The Carrazco family (from left): Jesus, Alma, Angel, Sheila and Enrique.
The most recent data from the U.S. Census Bureau (American Community Survey 2005-2009) show median monthly housing costs of $1,819 for mortgaged homeowners and $918 for renters. In addition, 61 percent of mortgaged homeowners and 61 percent of renters spent 30 percent or more of their household income on housing.

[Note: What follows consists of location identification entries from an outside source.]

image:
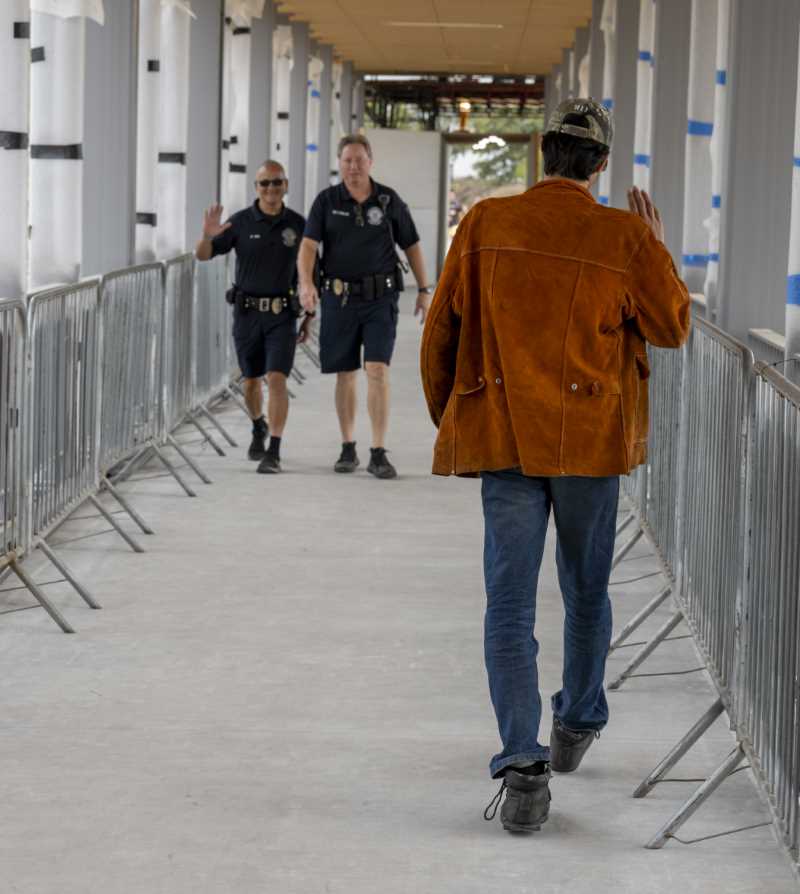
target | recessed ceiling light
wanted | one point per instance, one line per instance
(442, 25)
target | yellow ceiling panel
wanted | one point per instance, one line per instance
(460, 36)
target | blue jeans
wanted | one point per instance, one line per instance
(516, 510)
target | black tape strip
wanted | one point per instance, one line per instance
(73, 153)
(11, 139)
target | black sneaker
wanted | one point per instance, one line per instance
(348, 459)
(568, 746)
(527, 803)
(257, 450)
(269, 465)
(379, 465)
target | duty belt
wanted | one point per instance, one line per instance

The Carrazco family is like many in Lynwood, struggling to find an affordable place to live with adequate space. Jesus works as a machinist and Alma cares for the couple’s three children: Sheila, 20; Enrique, 16; and Angel, 3. The one-bedroom, one-bath home they were living in wasn’t big enough for all five of them, and so, Sheila, a college student, and Enrique lived with relatives part of the time.
The Carrazco family is looking forward to owning their own home and having everyone under the same roof. The mortgage payment will be slightly less than the $700 per month they were paying for the apartment.
“We have been dreaming for a long time about homeownership,” Alma said. “I have no words to say. Just being given a chance to receive a new Habitat for Humanity home for our family means the world to us — and having a safe place for our kids to share memories.”
Homes built or rehabilitated with NSP2 funds must be sold to individuals and families who earn less than 80 percent of the area media income. In the Imperial Highway townhouses, two of the 10 partner families earn below 60 percent AMI, and eight earn below 50 percent AMI.
Working together for change
Erin Rank, president and CEO of Habitat Greater Los Angeles, called the 10 homes “a testament to everyone’s love and hard work. They will stand for years to come as part of a strong and vibrant community.”
Hundreds of people contributed to the project: The partner families worked 500 hours of sweat equity; affiliate staff members worked long hours to manage the project; government officials provided critical support and assistance; countless individuals gave their time and labor; and more than 30 local organizations provided additional funding, in-kind donations and labor.
Many of those people attended the block party, including Aide Castro, mayor of Lynwood; Ricardo Lara, member of the California State Assembly; and Yolanda Chavez, deputy assistant secretary for grant programs in HUD’s Office of Community Planning and Development and the former executive officer of the Los Angeles Housing Department.
“We recognize how fortunate we are that Habitat is one of our key partners,” Chavez said. “I’m originally from Los Angeles, so it’s very nice to come home and see that the work I do in D.C. has a real impact in our communities here in southern California.”
The playground donated by the Sprite Spark Parks Project.
One partner’s contribution was especially popular with the children: a newly installed playground nestled between two of the townhouses, courtesy of the Sprite Spark Parks Project. Sprite, part of the Coca-Cola Co., established this multiyear initiative to construct, refresh and refurbish parks, playgrounds and outdoor spaces across the United States.
Such partnerships will enable Habitat of Greater Los Angeles to complete its remaining NSP2 projects: building three additional homes on vacant property; rehabilitating 60 foreclosed homes in Lynwood and Southgate; and providing soft-second loans to 35 low-income individuals and families.
When NSP2 ends in February 2013, the landscape of these Los Angeles communities will be noticeably different. Passers-by and residents will notice fewer abandoned houses and vacant lots; more individuals and families living and thriving in simple, attractive, affordable homes; neighbors looking out for one another and engaged in community issues; and lots more neighborhood block parties.
Julie Gurnon is the NSP2 writer/editor at Habitat for Humanity International, based in Americus.